The FDA has approved the first-ever implantable sleep apnea treatment device, from Inspire Medical Systems. This is not intended as a frontline sleep apnea treatment, but is intended as an alternative for the many people who have difficulty accepting or adapting to CPAP.
How Inspire Works
In sleep apnea, relaxed muscles contribute to airway collapse. Inspire is surgically implanted in the body and electrodes are connected to a nerve that controls the muscles of your airway. The electrodes stimulate the nerve, which then tells the muscles to keep active so they don’t relax and collapse the airway.
Clinical Study Results
Inspire published the primary clinical study in support of its application for approval. The study implanted the device in 126 sleep apnea patients, most of whom (83%) were men. The participants had a mean age of 54.5, and a mean BMI of 28.4 (in the overweight range). They all had a history of trying CPAP, but not being able to adhere to it, and 17% of them had undergone sleep apnea surgery.
The participants had follow-up visits at 2, 6, and 12 months, with polysomnogram studies at each follow-up. The mean number of apnea-hypopnea incidents (AHI) decreased from 29.3 to 9.0 events per hour, and the number of times their blood oxygen levels dipped decreased from 25.4 to 7.4 times per hour.
Not all patients saw good results, however. The primary goal of the study, reducing AHI by 50% and to less than 20 events per hour was met by 66% of the participants, and a reduction of oxygen deprivation of 25% was met by 75% of patients.
The study also included a therapy-withdrawal study. They took 46 patients who had responded to the treatment and randomly divided into two groups. One group maintained treatment, but the other group had their implant turned off. The group with the implant turned off returned almost to the level of sleep apnea they had before the study, while those who maintained in the therapy kept their sleep apnea under control.
Benefits and Risks
The benefit of the Inspire treatment is clear. For people who can’t tolerate CPAP, this gives them another option for an easy treatment alternative that they can comply with. It can give great results, leading to higher quality of life and likely reversing many if not all of the negative effects of sleep apnea.

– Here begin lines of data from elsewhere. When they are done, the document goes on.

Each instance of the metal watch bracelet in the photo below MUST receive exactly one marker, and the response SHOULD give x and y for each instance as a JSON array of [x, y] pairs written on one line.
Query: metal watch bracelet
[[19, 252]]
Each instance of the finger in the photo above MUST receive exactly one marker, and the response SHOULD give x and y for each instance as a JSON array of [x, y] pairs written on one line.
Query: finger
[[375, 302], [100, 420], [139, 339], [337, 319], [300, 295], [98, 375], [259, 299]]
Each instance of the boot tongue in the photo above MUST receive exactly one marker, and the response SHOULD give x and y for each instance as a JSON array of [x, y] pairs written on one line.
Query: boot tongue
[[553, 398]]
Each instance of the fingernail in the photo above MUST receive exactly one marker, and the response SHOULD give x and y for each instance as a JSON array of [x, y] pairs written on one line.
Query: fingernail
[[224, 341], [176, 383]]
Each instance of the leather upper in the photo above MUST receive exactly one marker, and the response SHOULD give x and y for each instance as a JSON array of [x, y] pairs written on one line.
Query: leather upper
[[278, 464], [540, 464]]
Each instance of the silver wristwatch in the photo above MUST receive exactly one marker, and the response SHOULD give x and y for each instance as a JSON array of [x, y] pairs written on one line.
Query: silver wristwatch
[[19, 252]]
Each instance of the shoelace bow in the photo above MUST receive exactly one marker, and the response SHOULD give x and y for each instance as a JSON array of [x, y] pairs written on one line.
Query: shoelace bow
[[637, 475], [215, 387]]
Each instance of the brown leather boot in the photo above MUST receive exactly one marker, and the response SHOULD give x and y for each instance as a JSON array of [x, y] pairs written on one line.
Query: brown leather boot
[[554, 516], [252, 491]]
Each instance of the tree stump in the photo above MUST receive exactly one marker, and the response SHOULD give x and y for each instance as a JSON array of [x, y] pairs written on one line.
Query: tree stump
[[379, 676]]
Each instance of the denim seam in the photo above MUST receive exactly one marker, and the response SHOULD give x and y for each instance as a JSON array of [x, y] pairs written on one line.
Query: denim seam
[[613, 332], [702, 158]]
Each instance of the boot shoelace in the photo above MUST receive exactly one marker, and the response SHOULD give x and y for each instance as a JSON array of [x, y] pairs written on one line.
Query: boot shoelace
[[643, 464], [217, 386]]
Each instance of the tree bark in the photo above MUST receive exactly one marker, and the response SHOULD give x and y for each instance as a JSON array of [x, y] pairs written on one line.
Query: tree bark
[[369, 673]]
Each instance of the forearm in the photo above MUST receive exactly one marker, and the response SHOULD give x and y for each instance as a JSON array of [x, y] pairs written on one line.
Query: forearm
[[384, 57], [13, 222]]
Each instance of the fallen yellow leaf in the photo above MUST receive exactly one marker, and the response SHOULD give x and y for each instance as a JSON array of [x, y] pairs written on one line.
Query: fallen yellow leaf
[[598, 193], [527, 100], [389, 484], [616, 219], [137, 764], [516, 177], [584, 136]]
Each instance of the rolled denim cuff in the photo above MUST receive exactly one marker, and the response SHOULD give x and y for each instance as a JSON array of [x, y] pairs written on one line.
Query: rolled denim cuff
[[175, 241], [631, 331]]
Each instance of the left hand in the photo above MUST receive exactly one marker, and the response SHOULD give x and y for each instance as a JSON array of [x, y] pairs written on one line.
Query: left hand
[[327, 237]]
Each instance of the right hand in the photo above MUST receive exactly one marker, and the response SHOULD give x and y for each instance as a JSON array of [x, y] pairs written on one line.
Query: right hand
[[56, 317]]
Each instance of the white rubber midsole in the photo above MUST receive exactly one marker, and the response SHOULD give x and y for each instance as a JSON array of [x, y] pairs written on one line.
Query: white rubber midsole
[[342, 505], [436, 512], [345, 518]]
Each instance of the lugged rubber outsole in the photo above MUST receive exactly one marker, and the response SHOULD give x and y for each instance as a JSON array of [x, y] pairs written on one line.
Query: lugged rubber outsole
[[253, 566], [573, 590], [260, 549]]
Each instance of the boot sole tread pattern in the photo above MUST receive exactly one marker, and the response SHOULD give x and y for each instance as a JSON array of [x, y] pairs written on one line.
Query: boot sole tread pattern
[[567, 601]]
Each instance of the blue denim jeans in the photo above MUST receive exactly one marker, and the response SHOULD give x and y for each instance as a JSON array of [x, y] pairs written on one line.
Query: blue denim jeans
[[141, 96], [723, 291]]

However, the treatment doesn’t benefit everyone. With an effectiveness of about 66% according to their primary measure, this is not a universal cure. Hopefully, future studies will give us a better idea about who will benefit from this treatment so we know who to recommend for this, since we know with almost 100% certainty who will benefit from oral appliance therapy, it will be nice to know whether this helps people that oral appliances won’t.
Another concern with this therapy is that it does require surgery. In this group, surgical complications were low, but 84% of participants had at least an overnight stay in the hospital, and 5% spent two nights in the hospital. There were many expected complications of surgery that were not serious.
Two participants had serious device-related pain that required repositioning of the device. Other complications related to the device included temporary tongue weakness (reported by 18% of participants), minor discomfort related to the device (40%) including tongue soreness (21%). In nine participants, a tooth guard was necessary to stop tongue soreness or abrasion related to stimulation.
With the number of people who cannot adjust to CPAP, it’s best to have multiple alternatives. This seems like a great third-line alternative for people who cannot tolerate CPAP or oral appliances.